Make no mistake; computers are great at Scrabble. But their skill is not (yet) enough to overcome the best.
Massively Multiplayer Meltdown
Deception, intuition, and mastery of language give us gaming advantages that computers can't touch. But there's something else we have over them: Computers weaken when the number of players expands.
Scrabble can be played with several players, and Jeopardy is a game for three (though it's organized differently). But most of the games computer programmers have attempted to crack have one thing in common: They are heads-up, two-player, zero-sum games, like chess. Truly multiplayer games add many more variables that computers struggle with. Schaeffer's poker systems, for instance, don't play well against more than one opponent.
Massey says there are many more examples: "Risk is another game that computers don't play well at all, because it's a significantly multiplayer game.

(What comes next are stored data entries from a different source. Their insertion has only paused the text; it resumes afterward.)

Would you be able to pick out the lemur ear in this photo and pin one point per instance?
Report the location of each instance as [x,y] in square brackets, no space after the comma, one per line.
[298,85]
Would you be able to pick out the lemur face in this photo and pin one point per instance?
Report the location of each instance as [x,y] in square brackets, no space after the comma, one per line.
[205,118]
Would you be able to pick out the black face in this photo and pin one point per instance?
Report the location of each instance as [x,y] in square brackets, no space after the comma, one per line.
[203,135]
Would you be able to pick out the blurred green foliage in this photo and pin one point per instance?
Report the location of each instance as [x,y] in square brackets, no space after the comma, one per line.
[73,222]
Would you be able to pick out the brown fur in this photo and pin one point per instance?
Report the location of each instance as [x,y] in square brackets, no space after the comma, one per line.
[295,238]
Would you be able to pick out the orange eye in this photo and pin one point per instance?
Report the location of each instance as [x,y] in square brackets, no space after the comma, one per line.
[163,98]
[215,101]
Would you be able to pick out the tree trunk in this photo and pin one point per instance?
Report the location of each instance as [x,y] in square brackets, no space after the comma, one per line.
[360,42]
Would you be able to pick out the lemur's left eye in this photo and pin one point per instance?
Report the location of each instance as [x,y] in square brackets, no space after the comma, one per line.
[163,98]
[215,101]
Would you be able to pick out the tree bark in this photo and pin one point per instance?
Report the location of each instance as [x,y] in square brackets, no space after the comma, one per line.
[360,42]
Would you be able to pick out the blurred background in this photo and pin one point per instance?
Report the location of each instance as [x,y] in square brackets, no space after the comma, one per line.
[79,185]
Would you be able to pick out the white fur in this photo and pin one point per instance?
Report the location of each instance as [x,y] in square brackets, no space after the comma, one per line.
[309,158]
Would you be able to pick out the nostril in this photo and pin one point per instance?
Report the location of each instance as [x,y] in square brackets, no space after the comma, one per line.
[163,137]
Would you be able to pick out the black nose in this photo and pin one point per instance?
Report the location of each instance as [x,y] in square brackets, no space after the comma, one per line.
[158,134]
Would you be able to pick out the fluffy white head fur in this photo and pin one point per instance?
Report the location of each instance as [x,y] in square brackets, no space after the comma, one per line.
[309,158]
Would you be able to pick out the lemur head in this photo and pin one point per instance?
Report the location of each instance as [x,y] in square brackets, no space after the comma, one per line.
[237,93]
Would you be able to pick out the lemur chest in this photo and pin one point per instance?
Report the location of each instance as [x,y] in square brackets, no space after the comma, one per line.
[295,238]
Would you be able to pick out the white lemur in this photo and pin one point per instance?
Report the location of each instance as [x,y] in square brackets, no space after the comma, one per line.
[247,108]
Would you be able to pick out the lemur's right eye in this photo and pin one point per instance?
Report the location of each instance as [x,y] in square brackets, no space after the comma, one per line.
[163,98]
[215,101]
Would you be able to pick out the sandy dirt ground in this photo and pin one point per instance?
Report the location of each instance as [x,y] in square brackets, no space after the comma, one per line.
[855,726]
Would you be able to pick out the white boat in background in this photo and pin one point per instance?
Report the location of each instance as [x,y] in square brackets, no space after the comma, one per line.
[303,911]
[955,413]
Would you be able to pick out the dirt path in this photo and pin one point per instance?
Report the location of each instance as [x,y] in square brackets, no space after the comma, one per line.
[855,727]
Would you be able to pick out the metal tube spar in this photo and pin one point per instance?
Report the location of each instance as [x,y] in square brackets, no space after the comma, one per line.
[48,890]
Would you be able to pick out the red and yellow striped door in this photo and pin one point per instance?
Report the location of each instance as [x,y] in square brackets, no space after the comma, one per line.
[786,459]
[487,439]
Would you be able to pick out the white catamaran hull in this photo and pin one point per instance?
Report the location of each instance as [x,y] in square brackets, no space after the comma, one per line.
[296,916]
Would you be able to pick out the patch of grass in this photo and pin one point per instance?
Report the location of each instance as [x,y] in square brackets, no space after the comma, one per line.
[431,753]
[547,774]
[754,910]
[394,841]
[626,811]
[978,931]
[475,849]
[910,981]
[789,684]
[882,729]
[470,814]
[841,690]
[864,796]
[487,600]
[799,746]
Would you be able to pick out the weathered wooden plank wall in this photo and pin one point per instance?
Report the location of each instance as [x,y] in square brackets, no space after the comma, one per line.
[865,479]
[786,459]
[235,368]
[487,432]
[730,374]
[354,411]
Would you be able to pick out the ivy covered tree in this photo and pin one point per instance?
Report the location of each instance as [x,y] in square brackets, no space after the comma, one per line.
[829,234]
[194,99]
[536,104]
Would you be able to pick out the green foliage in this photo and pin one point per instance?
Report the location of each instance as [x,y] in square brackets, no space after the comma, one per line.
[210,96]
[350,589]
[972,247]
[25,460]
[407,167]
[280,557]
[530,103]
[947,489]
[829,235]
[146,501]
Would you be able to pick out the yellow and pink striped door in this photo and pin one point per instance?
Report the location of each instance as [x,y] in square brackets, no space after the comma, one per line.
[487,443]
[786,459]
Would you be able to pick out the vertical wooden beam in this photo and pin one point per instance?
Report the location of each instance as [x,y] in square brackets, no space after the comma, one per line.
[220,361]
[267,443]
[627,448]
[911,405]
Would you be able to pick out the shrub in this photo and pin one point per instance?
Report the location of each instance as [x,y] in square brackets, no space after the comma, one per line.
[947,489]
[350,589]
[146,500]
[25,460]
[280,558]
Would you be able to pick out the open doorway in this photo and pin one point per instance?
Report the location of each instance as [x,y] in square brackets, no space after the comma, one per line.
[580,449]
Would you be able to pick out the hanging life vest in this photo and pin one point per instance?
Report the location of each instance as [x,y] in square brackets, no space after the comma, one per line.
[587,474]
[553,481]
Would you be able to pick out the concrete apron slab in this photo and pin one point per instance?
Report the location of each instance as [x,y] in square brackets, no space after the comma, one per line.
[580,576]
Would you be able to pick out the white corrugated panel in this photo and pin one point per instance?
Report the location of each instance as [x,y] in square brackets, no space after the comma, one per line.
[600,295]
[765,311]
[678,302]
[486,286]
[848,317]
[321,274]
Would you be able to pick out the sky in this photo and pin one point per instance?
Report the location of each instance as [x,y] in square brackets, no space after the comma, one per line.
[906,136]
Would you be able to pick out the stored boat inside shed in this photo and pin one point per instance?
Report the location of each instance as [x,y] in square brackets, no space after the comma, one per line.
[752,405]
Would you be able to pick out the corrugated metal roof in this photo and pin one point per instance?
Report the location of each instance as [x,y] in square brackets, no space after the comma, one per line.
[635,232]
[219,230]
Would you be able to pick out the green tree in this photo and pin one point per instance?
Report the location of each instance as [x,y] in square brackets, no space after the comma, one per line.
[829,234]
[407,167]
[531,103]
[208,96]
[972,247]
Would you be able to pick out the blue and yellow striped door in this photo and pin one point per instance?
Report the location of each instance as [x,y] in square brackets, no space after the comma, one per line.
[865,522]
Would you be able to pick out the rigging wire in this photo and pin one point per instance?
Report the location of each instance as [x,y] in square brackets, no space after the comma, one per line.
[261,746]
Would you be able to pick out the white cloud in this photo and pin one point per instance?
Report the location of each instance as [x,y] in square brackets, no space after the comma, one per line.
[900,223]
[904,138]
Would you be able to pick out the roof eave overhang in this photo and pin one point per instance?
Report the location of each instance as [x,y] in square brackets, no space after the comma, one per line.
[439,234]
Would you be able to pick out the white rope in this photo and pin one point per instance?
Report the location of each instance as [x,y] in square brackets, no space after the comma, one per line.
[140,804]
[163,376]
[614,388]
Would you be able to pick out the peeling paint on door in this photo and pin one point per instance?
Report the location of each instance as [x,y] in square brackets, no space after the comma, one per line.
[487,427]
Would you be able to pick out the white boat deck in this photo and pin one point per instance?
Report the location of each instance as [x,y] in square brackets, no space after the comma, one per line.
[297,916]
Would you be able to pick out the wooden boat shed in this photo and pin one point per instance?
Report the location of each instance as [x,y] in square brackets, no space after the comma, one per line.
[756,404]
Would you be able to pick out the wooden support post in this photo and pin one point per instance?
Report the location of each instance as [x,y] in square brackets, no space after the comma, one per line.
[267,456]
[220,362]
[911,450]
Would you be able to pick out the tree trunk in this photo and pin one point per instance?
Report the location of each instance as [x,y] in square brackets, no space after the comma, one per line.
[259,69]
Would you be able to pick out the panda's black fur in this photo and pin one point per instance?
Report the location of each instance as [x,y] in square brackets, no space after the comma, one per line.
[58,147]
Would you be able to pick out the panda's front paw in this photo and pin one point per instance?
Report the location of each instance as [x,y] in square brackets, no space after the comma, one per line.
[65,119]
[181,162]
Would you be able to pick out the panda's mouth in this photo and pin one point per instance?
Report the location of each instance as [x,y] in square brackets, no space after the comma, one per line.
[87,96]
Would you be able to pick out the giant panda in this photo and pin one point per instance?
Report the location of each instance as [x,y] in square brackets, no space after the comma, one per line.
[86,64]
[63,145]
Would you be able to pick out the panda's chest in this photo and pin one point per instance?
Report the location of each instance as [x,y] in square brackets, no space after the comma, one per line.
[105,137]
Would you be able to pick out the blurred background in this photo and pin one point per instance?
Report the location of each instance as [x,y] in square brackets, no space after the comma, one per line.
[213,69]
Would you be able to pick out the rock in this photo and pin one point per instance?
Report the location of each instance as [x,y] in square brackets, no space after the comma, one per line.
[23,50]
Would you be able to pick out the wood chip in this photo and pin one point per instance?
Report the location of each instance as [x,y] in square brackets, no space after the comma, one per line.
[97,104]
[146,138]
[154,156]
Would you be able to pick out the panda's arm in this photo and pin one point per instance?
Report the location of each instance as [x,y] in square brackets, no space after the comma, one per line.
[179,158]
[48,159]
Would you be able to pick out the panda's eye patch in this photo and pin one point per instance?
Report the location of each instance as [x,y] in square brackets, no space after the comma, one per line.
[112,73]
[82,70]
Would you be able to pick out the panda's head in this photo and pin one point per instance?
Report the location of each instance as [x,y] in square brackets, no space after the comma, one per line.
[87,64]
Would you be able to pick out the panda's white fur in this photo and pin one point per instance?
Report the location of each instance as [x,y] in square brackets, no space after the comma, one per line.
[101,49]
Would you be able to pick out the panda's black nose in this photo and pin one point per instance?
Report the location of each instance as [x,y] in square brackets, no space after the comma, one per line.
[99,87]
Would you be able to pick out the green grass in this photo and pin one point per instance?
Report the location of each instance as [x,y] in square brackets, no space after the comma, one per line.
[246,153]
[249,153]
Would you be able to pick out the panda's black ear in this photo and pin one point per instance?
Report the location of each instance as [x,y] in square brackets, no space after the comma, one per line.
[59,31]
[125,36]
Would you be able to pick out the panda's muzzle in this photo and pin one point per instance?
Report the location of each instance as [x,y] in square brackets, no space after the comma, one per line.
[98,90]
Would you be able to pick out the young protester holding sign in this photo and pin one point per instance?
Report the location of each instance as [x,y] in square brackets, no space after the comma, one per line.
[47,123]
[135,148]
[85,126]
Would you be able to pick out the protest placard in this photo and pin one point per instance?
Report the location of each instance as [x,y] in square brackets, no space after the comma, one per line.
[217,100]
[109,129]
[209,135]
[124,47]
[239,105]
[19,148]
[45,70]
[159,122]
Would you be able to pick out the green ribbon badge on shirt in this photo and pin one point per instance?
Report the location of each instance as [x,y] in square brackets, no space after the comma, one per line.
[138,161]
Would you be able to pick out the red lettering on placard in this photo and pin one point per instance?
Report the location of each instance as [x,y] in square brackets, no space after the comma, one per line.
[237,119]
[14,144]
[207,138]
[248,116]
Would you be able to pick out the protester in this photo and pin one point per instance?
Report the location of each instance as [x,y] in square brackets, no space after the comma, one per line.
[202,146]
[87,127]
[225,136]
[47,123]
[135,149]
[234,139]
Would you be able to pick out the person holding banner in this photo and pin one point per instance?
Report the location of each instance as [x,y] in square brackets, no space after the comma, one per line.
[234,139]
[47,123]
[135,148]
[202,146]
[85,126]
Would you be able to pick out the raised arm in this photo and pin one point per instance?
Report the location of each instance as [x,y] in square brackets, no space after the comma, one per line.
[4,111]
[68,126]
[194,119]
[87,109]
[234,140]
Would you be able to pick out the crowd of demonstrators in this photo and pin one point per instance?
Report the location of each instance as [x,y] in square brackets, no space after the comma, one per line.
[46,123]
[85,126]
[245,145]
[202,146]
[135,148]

In Jeopardy you don't really worry much about strategic stuff, you just try to get as many points as you can. You can't play Risk like that. You can't just try to capture as many countries as you can. You have to think not only about how you're going to beat your opponents, but how your opponents are going to interact with each other."
Their technology may have conquered the world, but computers haven't proven capable of conquering the Risk map quite yet.
Minds like us?
Nobody knows the power of the human mind the way programmers and AI experts like Schaeffer, Massey, and Satz do—they've invested countless hours of their lives trying to match and then surpass the human abilities to play games, and they've come up against tactics like deception that machines struggle with and humans pull off with ease. In games like Stratego that play to human strengths, the obvious solution might be to make machines that resemble the human mind as much as possible.
But Satz doesn't see it that way.
"I have a completely different view: That you should never make an assumption that a computer program should operate on the same principles as a human," he says. "I don't think it's valid to make the starting assumption that the way humans have always played a game is necessarily the best way."
That's the power of a gaming computer. It's not just that computers can execute so many more calculations per second than we can, memorize more openings and endgames than we can, and evaluate many more possible options than we can. Because of those superhuman mathematical abilities, a machine plays the game in ways human players might have rejected as wrong, or never considered at all.
As a result, gaming computers aren't just trying to beat us. They're teaching us.
"Computers aren't bound by human preconceptions," Schaeffer says. "We've seen this in chess, and checkers, and bridge, and backgammon. Computers have revolutionized how humans play, because the computer doesn't have all the human baggage—the biases that we're taught. It comes to these games with fresh eyes."